Survival of critical illness and ICU mortality have been reduced in the last 10 years; however, the number of patients going to rehabilitation after ICU stay has tripled [10].

The factors that may influence the deterioration of physical quality of life after ICU need to be identified. A population particularly vulnerable to impairment in functioning after ICU stay are patients following expanded surgery of the gastrointestinal tract. Rapid development of national preventive and screening programmes have enabled early identification of resective gastrointestinal tumors, increasing the number of patients scheduled for that type of surgery. Nutritional support plays a major role in the recovery after extensive resections of the gastrointestinal tract. ESPEN and ASPEN recommend initiation of feeding via the EN route. However, early meeting of full nutritional requirements is rarely viable via the EN route alone, while adequate delivery of proteins might prevent the cascade of catabolism during the first days of ICU stay after extended surgery. Extensive muscle wasting may be a consequence of prolonged catabolic state. SPN is recommended when EN is not able to fulfill the daily nutritional requirements of those patients. Nevertheless, the optimal timing for introduction of SPN remains elusive. ESPEN guidelines suggest the introduction of SPN in first 7 days, while ASPEN recommends waiting until day 8. The a previous large trial, EPaNIC-NEJM, showed higher risks of adverse events after early introduction of SPN versus late introduction. It also showed no influence on mortality rate in either group. However, the issue of long-term quality of life was not covered discussed. The EAT-ICU trial [9], which was the only study investigating physical quality of life of the general population of patients after ICU, showed no improvement in PCS SF-36 in the group where early goal-directed nutrition was implemented. We hypothesize that early initiation of full nutritional support could significantly influence the physical quality of life of patients after oncological surgery of the gastrointestinal tract, a group of patients who are particularly vulnerable to the mixed catabolic effect of cancer and extensive surgery. Postsurgical patients admitted to the ICU constituted only 6% of the population studied in the EAT-ICU trial.

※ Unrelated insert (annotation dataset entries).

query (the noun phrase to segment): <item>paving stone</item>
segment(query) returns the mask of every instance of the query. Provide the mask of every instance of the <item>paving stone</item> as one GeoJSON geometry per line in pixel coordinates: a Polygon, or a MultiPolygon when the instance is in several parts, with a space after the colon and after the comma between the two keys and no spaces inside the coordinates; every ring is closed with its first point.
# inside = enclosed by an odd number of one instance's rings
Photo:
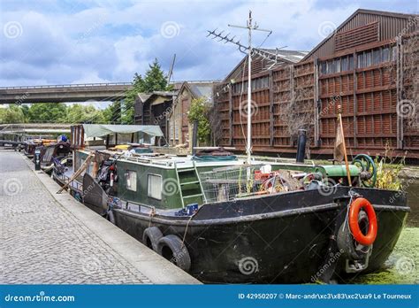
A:
{"type": "Polygon", "coordinates": [[[0,152],[0,284],[150,283],[57,204],[18,152],[0,152]]]}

This is a multi-center, single-blinded, prospective randomised study designed to establish the influence of early SPN on the long-term quality of life of patients admitted to the ICU after oncological surgery of the gastrointestinal tract. The potential benefits of this trial would include not only identification of factors that could alter the rate of individual physical impairments but, moreover, it might address the issue of growing costs of rehabilitation of ICU survivors to the healthcare system. Potential limitations of this study would include lack of masking of the assigned intervention. Another drawback of this study protocol includes the fact that a proportion of patients after major gastrointestinal oncological surgery is not routinely admitted to the ICU. Thus, the results of the study may have limited generalisability to patients admitted postoperatively to the ICU. We addressed this limitation by identifying the proportion between the whole cohort of patients who underwent major gastrointestinal oncological surgery to those included in the trial. We set the follow-up period at 3 and 6 months due to the fact that the definitive answer to the question about physical functioning after ICU can be established only after returning to the original home setting, while hospitalisation of cancer patients is prolonged on many occasions Additional file 1.